Alexander Pondaven
I am a PhD student in Oxford at Torr Vision Group in the Autonomous Intelligent Machines and Systems CDT with funding from SNAP. I am doing research in video and 3D generative models including diffusion models. I am very interested in how these models can learn generalisable representations in a compositional fashion.
Research: I completed my four year MEng degree in Electronic and Information Engineering (computer engineering) at Imperial College London in 2023. My Master’s project supervised by Dr. Yingzhen Li focused on increasing the diversity of diffusion model sampling by applying particle based methods to the Stable Diffusion 2 model. This involves adding a repulsion force between image samples and my method allows extra control over what direction we would like to spread results just by augmenting the denoising step. This allows extra control over how users may explore the image space of generations while reducing redundancy in samples. See project page and slides for more information.
While in my third year at Imperial, I worked on a research problem involving inpainting satellite images within a meta-learning framework. After demonstrating its downstream impact in a water classification setting, our work was accepted in the 2022 NeurIPS climate AI workshop. See workshop paper and project page for more information. I worked with a great team of other Imperial students supervised by Harrison Zhu and got to collaborate with researchers from the University of Copenhagen and Oxford.
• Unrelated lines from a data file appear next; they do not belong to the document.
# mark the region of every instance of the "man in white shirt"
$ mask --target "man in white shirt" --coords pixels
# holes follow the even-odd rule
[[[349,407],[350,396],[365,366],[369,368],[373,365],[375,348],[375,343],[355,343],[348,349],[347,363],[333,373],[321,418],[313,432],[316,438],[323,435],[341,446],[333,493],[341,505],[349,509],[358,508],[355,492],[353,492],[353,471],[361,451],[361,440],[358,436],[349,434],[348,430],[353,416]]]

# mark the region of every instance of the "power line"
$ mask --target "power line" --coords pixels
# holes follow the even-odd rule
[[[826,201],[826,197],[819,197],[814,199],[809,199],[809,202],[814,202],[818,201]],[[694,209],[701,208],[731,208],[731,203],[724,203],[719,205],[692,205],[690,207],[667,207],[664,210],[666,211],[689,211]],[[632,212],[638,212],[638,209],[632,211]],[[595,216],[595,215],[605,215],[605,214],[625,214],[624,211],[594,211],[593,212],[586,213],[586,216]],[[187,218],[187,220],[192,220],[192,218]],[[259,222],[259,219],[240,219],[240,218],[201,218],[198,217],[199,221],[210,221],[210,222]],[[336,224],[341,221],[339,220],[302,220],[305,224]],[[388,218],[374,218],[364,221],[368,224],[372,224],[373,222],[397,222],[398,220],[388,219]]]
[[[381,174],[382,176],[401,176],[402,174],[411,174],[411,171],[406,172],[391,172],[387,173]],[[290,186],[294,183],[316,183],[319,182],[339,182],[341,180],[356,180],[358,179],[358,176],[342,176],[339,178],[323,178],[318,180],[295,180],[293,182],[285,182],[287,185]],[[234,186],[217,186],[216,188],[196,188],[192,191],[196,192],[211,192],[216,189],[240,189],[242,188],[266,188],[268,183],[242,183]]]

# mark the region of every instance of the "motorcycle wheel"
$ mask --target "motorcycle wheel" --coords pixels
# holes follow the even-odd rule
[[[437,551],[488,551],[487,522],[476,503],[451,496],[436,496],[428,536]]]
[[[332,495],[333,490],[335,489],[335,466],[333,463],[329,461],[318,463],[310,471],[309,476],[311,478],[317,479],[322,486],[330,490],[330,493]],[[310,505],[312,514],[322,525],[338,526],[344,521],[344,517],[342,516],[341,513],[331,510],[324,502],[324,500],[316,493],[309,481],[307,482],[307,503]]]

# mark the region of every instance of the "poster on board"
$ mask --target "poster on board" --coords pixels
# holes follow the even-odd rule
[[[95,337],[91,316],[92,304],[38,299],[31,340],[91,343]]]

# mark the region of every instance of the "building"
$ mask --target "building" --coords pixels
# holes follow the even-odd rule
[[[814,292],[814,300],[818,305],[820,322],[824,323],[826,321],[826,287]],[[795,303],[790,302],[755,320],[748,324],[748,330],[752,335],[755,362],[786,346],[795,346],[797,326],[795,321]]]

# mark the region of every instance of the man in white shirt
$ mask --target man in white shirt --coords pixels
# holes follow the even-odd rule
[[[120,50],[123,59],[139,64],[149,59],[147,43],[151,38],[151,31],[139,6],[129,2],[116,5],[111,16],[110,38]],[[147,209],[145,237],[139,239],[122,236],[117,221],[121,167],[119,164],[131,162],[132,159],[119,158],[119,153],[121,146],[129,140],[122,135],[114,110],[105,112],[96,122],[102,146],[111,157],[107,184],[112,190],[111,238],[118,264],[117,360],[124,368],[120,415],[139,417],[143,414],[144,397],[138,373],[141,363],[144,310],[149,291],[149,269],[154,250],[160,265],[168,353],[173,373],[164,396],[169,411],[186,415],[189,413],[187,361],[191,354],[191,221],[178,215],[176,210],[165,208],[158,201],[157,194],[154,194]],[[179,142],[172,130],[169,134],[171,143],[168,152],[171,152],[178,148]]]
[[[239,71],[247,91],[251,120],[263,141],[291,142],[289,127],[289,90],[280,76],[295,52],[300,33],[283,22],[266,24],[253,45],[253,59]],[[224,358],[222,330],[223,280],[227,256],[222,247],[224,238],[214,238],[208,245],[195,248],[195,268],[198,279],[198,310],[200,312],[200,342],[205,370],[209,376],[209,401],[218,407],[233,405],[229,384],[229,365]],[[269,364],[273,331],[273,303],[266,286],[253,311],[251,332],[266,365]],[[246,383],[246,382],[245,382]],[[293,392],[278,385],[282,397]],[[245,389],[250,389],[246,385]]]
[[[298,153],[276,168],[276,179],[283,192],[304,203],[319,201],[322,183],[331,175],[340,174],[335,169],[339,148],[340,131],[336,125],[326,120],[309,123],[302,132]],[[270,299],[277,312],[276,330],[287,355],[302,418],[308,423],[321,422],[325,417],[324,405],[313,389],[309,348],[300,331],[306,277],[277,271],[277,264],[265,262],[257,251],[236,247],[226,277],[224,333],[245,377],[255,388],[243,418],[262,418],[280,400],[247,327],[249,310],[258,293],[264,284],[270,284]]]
Industrial Experience: Before starting my final year at Imperial, I completed a 6-month placement at a machine learning startup called Humanising Autonomy, working on building object detection systems to better understand humans. I worked on implementing active learning approaches that find the key frames in videos so that they can be labelled and used for training object detection models in a more data-efficient manner. I then built an automated data ingestion pipeline in AWS, which efficiently gets frames from client videos without human intervention. I also worked on improving the smoothness of object tracking, writing production level Python code and developed a reproducible way of creating demos of the pose estimation and object detection systems on the edge.
I was also previously a software engineering intern at MathWorks, where I worked on the MATLAB Deep Learning Toolbox. This was a unique experience to code machine learning tools rather than just using them out-of-the-box. I developed a video action recognition classifier based on a research paper in order to demonstrate new functionality in the toolbox and enhanced the pooling layers used in neural networks to allow spatiotemporal operations for the 2022a release.